Open jsheunis opened 1 year ago
Another idea:
The schema can accept additional fields without failing to validate. This means that metadata containing new fields can be passed to the catalog without having to update the catalog schema. If e.g. an extra property additional_display_definitions
is passed, where this is an object providing semantic definitions of the keys and values in additional_display
, these definitions could be rendered in the catalog as extra information.

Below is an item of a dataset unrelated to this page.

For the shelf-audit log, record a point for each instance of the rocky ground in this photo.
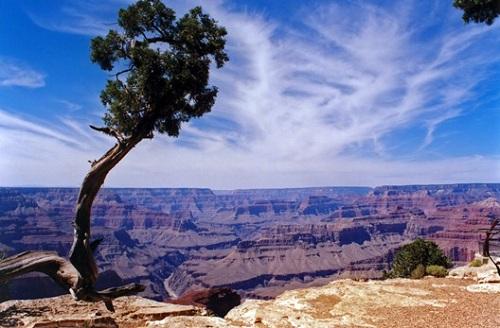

For example, let's say we have additional_display
property of a dataset-level metadata item:
"additional_display": [
{
"name": "SFB1451",
"icon": "fa-solid fa-flask",
"content": {
"homepage": "https://github.com/allisonhorst/palmerpenguins",
"CRC project": "INF",
"data controller": {
"email": "ahorst@ucsb.edu",
"name": "Allison Horst"
},
"sample (organism)": [
"Adelie penguin (Pygoscelis adeliae; NCBITaxon_9238)",
"Gentoo penguin (Pygoscelis papua; NCBITaxon_30457)",
"chinstrap penguin (Pygoscelis antarcticus; NCBITaxon_79643)"
],
"sample (organism part)": "body proper (UBERON_0013702)",
"Used for": "Testing effort for DBI backends \u2014 The dataset is used as example data for testing data base backend features in automated tests (https://dbitest.r-dbi.org/)"
}
}
],
then the agent creating this metadata item could also include another property additional_display_definitions
:
"additional_display_definitions": [
{
"name": "SFB1451",
"keys": {
"homepage": "https://schema.org/mainEntityOfPage",
"CRC project": "",
"data controller": {
"self": "https://w3id.org/dpv#hasDataController",
"email": "https://schema.org/email",
"name": "https://schema.org/name"
},
"sample (organism)": "",
"sample (organism part)": "",
"Used for": "http://www.w3.org/ns/prov#hadUsage"
},
"values": {
"homepage": {},
"CRC project": {},
"data controller": {
"email": {},
"name": {}
},
"sample (organism)": {},
"sample (organism part)": {},
"Used for": {}
}
}
]
Both keys
and values
are included above, since either or both could have semantic definitions. But it's not expected that both or either would always be provided or necessary.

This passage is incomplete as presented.